For the Lloyds shareholders it has been a struggle to get this far. They have had no support from institutional investors and had to work hard to raise the money to fund their court costs. They are claiming £4 billion in compensation, but if their legal team is successful in obtaining a “litigation order” enabling other small shareholders to join the action, the potential claim could rise to £12 billion.
The eventual losses of HBOS totalled a staggering £54 billion.
The essence of their case is that the acquisition documents did not disclose that HBOS was being kept alive only by the life support system put in place by the Bank of England, which lent it £25 billion, the US Federal Reserve, which lent another $18 billion and Lloyds itself, which lent HBOS £10 billion. The extent of the two central banks emergency liquidity only became known months after the event, and by then Lloyds had swallowed HBOS and was discovering the true horror of the loan book it had taken on. The eventual losses of HBOS totalled a staggering £54 billion.
The case will be hard to prove. A similar class action in the US, was led by the tireless Albert A. Ross, a retired sailor who relied upon the dividend from Lloyds as part of his pension and claimed he lost more than $300,000 on his investment as a result of misleading statements by Lloyds, Daniels and Blank. However, last year he lost an action in a New York court and a subsequent appeal also failed.
In an opinion the appeal judges said that allegations that that the bank intentionally misled shareholders to persuade them to accept the deal had not been substantiated. “These assertions do not plead an intent to deceive … Because it would hardly make economic sense for defendants to consummate an acquisition detrimental to Lloyds, a strong inference of fraudulent intent cannot be drawn simply from this timing.”
Central banks like to keep their “lender of last resort” actions secret
Lloyds presumably did know about the emergency funding from the Fed and the Bank of England, which was made in September 2008, the month before the deal was announced, but did not disclose it to shareholders.
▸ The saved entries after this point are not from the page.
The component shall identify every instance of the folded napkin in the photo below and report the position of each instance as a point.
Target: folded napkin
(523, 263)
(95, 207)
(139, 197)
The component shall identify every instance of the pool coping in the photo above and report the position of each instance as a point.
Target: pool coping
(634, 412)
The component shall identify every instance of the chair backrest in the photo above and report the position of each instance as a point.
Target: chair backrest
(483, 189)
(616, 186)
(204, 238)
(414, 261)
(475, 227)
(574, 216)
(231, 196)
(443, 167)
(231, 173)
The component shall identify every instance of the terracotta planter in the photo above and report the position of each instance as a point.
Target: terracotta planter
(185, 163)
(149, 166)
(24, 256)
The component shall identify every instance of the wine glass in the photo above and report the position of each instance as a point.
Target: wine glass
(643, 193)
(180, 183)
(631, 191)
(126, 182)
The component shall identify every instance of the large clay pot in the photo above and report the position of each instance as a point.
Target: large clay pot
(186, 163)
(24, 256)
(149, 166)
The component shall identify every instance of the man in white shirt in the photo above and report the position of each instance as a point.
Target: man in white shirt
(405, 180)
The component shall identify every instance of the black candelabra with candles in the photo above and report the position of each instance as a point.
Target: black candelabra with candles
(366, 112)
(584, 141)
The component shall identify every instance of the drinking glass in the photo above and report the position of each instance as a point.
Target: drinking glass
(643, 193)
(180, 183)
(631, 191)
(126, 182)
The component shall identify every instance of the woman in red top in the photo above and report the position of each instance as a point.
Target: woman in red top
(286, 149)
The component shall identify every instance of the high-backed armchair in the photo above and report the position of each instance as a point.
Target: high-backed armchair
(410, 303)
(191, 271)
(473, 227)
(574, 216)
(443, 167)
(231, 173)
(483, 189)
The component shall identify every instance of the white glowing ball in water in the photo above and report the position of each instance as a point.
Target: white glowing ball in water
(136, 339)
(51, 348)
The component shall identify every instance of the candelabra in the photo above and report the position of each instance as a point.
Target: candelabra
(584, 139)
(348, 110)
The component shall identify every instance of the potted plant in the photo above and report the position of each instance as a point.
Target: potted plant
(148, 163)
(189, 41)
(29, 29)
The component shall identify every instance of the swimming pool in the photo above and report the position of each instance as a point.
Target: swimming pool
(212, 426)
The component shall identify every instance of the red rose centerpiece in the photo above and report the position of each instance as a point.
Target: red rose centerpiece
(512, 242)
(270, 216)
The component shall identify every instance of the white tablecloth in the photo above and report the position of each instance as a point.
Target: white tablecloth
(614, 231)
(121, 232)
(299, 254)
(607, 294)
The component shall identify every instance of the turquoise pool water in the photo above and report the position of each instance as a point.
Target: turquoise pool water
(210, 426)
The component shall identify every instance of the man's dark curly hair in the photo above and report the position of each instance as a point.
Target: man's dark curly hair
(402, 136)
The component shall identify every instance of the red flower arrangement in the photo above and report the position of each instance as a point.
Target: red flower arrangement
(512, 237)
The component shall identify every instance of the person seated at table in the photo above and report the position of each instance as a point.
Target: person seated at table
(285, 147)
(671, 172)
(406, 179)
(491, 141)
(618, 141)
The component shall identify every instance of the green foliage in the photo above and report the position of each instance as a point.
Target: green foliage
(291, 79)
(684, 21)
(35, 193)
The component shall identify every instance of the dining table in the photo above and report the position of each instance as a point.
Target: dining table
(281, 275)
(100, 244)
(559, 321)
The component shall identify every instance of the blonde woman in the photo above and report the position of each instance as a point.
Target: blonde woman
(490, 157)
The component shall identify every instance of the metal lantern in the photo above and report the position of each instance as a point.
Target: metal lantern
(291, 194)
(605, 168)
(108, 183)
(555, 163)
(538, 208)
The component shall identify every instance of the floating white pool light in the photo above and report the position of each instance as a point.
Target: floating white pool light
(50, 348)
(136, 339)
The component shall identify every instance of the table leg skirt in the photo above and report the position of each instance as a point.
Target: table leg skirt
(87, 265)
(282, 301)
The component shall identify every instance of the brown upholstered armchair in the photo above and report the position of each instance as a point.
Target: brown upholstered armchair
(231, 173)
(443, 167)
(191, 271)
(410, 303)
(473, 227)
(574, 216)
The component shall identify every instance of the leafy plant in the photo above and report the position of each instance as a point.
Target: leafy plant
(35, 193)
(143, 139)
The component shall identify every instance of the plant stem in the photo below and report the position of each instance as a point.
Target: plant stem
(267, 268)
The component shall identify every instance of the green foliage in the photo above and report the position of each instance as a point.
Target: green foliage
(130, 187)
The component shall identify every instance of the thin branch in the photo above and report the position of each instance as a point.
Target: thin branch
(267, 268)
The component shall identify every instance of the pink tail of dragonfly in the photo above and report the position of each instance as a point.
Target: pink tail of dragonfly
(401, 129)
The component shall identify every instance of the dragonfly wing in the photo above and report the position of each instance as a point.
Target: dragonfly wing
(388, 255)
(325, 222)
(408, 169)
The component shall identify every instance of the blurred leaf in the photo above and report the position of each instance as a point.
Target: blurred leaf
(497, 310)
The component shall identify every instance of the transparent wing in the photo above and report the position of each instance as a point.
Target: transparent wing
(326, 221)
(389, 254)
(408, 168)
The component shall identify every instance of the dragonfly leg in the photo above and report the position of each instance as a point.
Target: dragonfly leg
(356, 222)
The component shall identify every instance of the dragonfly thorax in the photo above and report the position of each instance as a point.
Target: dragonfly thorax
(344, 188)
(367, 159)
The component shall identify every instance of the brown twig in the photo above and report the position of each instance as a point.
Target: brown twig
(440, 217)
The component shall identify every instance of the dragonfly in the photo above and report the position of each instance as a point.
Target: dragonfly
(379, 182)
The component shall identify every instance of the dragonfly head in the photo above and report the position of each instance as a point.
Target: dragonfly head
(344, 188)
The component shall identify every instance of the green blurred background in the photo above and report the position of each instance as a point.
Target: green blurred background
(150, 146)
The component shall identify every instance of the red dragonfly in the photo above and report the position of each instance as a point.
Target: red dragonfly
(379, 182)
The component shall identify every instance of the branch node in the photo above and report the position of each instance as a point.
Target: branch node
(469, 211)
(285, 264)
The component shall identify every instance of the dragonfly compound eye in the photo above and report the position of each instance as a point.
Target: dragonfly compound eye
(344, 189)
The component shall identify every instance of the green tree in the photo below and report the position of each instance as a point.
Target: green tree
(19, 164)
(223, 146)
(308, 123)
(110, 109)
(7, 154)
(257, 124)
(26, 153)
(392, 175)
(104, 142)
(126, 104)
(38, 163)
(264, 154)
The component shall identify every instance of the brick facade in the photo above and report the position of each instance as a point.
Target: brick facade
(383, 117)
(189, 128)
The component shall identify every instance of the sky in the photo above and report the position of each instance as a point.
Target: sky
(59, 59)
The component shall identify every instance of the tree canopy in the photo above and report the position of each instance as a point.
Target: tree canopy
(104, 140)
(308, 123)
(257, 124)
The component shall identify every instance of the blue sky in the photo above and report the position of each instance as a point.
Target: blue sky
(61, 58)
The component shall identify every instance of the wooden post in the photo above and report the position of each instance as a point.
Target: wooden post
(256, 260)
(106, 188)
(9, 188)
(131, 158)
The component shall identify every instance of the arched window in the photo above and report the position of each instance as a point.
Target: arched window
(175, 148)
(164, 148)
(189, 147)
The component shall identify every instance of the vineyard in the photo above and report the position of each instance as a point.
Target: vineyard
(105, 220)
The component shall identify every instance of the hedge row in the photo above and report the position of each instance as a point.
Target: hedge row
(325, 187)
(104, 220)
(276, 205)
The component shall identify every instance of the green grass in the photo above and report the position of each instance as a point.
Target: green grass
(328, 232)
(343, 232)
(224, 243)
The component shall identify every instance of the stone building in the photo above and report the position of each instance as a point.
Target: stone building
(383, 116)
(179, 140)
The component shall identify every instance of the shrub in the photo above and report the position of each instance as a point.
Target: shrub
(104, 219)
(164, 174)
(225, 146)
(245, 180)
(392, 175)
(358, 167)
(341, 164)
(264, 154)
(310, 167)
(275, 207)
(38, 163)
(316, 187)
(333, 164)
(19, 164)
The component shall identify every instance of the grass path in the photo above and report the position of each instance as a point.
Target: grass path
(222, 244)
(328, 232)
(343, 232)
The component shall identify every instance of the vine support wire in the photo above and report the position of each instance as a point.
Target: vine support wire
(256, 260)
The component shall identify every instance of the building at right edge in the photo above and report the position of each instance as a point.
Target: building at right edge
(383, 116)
It may not have been at liberty to do so – central banks like to keep their “lender of last resort” actions secret for fear of provoking a run on the recipient bank and making a bad situation worse. Lloyds own loan to HBOS was exposed in the Sunday Times in early November, weeks before the shareholders meetings which approved the deal.
HBOS was starved of cash because the international wholesale money markets, on which it was vitally dependent, had shut it out. It was convinced that this was its real – in fact its only – problem and persuaded Daniels and Blank that a short term injection of liquidity would see it through. Neither Lloyds, nor HBOS itself recognised that there was a deeper, potentially fatal issue. Bad debts resulting from profligate and reckless lending were going to destroy HBOS’s capital, including the proceeds of the 2008 rights issue.
Daniels could make a statement that Lloyds-HBOS would have a “a robust capital position” because at the time he did not know what he was taking on. As the New York judge said, generalised, sincerely-held opinions about a business – such as Lloyds’ claims that the HBOS acquisition was “a fantastic deal” and the combined bank would have “very strong liquidity” – do not amount to a guarantee to shareholders.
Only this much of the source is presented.